Information System Audit
Make the foundation strong
Companies appreciate the benefits they gain from an effective and
updated information system. However, frequently, risks emerging as new
technologies are implemented are not fully conceived, neither is that issue
considered in the risk analysis of business processes. Still, successful
organizations perceive and manage the risks related to the implementation of
new technologies and establish the required quality, reliability and security
demands to their information systems. At the same time, they demand that the
above mentioned requirements be realized at an expense as small as possible.
Since it is becoming a common practice that enterprises and
organization do not themselves provide solutions to the problems of
information technology and they make more use of the services of information
system software development companies, a demand for highly qualified IT
personnel in companies is decreasing.
IT Audit / Information system Audit (ISA) helps them to establish
tasks for a company's information system, order an information system and check
how well the information system developed conforms to the requirements set.
ISA
looks after:
·
Integrity:
It provides assurance to both management and external report users that the
information produced by the organization's information systems can be relied
and trusted upon to make business decisions.
·
Availability: This
implies ensuring that the organization has measures in place to ensure business
continuity and ensuring that recovery can be made in timely manner from
disasters so that information is available to users as and when required.
·
Reliability:
To provide assurance that the system consistently operates and performs its
stated functions as expected.
·
Compliance with legal and
regulatory requirements: Management and key stakeholders
require assurance that necessary compliance procedures have been put in place,
as there is a potential risk that the organization could incur penalties should
legal and regulatory procedures not be enforced.
How
does ISA fulfil the need? – By understanding the following:
- Understands how well management capitalizes on the use of information technology to improve its important business processes.
- Understands the pervasive effect of information technology on the client's important business processes, including the development of the financial statements and business risks related to these processes.
- Understands how the client's use of information technology for the processing, storage and communication of financial information affects the internal control systems an our consideration of inherent risk and control risk.
- Identifies and understands the controls, that management uses to measure, manage and control the information technology processes.
- Concludes on the effectiveness of controls over the IT processes that have a direct and important impact on the processing of financial information.
- If the performance audit has an IT focus, the objective will be to seek assurance that all aspects of the IT systems, including necessary controls, are being effectively enforced.
- The performance audit could alternatively be examining the efficiency and effectiveness of a business process/government program and as such IT audit is involved because IT is considered critical in the organization being able to deliver those services.
- As such, the focus of the IT audit is to provide assurance that the IT systems can be relied upon to help deliver those services.
- The efficiency and
effectiveness of those service are then examined from an non-IT
perspective after considering the impact that IT has on the ability of the
organization to deliver those services.
In relation to information and communications technology (ICT), proactive
risk management generally implies the need to design and implement appropriate
technical, procedural and physical controls, in other words information
security control systems i.e. governance.

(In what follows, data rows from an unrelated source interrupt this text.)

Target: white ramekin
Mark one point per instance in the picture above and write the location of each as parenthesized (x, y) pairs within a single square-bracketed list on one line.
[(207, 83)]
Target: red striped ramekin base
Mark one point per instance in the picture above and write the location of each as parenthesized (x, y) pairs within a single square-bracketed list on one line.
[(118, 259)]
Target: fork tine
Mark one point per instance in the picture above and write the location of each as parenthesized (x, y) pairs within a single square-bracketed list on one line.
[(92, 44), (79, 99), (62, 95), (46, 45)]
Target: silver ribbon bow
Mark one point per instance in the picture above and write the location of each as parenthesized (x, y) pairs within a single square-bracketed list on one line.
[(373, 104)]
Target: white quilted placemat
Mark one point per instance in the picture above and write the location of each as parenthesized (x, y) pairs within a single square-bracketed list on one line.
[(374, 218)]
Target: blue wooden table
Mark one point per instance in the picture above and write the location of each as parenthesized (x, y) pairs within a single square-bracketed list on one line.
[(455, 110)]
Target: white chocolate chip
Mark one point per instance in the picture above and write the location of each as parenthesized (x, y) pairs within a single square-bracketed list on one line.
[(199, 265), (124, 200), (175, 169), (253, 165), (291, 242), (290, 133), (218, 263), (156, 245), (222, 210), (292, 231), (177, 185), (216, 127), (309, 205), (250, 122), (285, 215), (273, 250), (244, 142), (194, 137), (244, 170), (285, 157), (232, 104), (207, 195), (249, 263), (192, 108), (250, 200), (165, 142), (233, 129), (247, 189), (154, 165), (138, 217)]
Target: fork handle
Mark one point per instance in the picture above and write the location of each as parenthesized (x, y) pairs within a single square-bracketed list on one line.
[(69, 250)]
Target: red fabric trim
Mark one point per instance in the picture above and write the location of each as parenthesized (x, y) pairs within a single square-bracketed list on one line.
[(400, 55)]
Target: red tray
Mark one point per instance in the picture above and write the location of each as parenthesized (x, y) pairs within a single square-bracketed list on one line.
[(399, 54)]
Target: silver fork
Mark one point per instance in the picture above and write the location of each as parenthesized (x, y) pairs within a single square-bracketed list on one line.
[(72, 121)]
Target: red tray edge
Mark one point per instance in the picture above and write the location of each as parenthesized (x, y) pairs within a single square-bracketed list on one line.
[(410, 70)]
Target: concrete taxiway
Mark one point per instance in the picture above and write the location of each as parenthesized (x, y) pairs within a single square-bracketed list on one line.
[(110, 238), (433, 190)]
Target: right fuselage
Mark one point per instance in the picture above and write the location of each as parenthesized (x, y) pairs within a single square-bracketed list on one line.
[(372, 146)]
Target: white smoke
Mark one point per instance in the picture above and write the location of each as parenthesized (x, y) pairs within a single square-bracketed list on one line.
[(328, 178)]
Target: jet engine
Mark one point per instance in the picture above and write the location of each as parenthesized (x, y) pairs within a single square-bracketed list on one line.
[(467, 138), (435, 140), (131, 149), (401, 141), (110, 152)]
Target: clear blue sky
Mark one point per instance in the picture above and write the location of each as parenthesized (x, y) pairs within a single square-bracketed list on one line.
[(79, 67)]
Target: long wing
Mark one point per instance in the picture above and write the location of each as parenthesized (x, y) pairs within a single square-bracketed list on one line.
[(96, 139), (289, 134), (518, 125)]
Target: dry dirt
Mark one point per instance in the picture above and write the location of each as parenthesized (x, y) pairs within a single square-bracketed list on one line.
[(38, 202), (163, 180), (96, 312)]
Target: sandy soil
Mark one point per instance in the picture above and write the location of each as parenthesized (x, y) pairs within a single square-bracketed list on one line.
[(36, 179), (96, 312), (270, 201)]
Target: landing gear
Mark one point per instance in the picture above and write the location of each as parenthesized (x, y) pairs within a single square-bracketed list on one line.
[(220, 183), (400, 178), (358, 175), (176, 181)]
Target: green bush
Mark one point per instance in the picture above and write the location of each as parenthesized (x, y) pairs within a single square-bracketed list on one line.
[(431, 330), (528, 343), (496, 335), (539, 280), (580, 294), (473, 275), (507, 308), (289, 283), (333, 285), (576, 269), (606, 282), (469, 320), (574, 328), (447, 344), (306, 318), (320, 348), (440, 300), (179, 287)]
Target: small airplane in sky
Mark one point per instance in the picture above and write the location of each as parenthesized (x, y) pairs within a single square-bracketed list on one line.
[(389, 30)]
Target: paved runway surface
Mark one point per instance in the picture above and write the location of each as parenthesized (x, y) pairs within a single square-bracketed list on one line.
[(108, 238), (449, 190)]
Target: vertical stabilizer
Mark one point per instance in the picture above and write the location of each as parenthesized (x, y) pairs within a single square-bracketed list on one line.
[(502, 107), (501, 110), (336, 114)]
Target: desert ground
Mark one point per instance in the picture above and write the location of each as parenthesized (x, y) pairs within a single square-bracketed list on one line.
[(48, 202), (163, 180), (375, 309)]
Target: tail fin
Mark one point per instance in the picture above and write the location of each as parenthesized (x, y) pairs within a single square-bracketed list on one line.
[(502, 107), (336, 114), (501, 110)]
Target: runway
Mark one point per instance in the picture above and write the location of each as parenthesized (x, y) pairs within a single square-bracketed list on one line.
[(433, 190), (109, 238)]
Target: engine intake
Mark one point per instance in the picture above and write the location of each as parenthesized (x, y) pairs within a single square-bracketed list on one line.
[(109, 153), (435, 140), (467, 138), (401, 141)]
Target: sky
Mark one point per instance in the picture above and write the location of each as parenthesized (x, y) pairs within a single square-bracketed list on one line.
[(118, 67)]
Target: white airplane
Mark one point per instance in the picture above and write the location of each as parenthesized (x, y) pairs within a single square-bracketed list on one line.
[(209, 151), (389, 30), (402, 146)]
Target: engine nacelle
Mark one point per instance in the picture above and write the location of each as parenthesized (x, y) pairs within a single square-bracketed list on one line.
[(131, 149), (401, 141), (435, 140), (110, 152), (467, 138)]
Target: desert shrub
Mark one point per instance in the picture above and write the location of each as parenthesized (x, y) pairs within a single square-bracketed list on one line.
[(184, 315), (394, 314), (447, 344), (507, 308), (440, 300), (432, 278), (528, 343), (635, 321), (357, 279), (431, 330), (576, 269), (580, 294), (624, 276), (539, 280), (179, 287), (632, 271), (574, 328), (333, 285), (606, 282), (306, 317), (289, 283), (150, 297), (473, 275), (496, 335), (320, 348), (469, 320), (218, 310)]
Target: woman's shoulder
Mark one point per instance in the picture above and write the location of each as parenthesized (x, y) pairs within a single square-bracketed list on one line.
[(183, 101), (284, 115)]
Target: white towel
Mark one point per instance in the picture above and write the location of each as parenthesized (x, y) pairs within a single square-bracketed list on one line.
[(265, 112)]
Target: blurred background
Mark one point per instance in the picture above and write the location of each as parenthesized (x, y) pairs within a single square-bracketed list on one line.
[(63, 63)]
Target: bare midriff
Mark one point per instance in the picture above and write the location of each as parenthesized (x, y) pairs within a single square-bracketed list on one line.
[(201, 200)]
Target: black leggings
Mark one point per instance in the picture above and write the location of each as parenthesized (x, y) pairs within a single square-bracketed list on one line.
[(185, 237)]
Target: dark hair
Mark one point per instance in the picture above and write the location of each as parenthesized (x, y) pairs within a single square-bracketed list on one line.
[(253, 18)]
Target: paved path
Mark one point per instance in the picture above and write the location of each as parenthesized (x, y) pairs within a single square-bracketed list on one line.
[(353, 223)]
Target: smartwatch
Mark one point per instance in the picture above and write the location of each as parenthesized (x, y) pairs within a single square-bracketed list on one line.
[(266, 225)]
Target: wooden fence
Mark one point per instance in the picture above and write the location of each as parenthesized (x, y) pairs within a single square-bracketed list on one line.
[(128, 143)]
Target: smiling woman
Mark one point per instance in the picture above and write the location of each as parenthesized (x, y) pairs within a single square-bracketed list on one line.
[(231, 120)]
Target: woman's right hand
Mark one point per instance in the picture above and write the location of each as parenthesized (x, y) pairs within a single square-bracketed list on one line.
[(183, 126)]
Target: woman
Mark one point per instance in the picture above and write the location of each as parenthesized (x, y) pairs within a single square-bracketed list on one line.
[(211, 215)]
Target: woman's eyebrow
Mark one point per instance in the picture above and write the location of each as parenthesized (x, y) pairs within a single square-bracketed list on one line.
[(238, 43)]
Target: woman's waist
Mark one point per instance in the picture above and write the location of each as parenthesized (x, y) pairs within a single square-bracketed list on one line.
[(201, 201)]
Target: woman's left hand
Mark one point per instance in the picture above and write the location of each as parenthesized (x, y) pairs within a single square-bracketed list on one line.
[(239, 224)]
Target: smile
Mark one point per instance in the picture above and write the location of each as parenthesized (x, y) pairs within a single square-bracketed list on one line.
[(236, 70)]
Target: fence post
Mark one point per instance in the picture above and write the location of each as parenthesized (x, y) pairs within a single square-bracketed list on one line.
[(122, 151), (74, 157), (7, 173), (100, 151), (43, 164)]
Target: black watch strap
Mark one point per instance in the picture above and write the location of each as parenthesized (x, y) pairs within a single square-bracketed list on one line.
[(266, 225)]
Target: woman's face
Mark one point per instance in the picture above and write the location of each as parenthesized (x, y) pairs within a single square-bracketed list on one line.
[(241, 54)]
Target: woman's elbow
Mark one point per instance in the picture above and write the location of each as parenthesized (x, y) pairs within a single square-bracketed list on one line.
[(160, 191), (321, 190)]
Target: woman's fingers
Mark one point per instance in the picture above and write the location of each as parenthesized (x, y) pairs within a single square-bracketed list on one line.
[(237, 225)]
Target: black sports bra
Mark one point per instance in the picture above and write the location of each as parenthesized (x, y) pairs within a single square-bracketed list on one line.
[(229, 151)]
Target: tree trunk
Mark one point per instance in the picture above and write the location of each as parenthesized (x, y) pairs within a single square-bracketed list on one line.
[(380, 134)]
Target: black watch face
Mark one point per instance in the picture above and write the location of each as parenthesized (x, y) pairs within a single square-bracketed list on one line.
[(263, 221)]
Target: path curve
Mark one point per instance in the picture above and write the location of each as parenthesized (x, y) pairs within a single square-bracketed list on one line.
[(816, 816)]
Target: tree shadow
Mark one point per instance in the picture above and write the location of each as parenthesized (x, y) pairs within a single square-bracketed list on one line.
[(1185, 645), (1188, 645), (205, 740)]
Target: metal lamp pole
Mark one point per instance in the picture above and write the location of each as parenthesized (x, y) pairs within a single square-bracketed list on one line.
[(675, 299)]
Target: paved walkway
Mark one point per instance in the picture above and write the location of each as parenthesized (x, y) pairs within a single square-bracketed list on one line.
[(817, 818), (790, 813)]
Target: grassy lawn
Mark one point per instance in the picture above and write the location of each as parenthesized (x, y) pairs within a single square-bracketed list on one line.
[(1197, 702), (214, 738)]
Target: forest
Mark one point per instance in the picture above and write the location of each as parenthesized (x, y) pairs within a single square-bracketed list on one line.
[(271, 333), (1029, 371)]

Information security managers develop, implement and operate information
security control systems for ICT governance. IT auditors review ICT
governance/control systems in order to ascertain whether risks (including
information security risks) are minimised. These may sound similar but
are fundamentally different roles:
·
Information security managers have executive
responsibilities for securing the organisation’s information assets against
hackers, malware and other threats.
·
Auditors review, advice, report and
persuade.
·
Executive managers ‘execute’ … and carry the
can.
But all there common ground is to minimize the risks.
Who can do IS audit?
Information
Systems Audit and Control Association (ISACA) has laid down some generic requirements
for IS audit which are applicable to all categories of IS audits. Like Charted
accountant (CA), certified internal auditor (CIA), there is an international
qualification called certified Information system Auditor (CISA) to perform
ISA.
Information
System Audit is not compulsory in our country. Therefore specific qualification
as mentioned above may not be mandatory, however it is recommended, as the
future of the legal requirements with regard to organizations’ emerging systems
in our country is not going to be the same as now.
Information
Systems is the
heart of any organization. It's success depends on its methodologies and its
process framework. IS audit evaluates the same and controls any thing that
deviates from company’s IS objective. This minimizes the risk. Teamed up with
the right infrastructure, organization who have properly planned information
systems in place, are the one who gain maximum competitive advantage.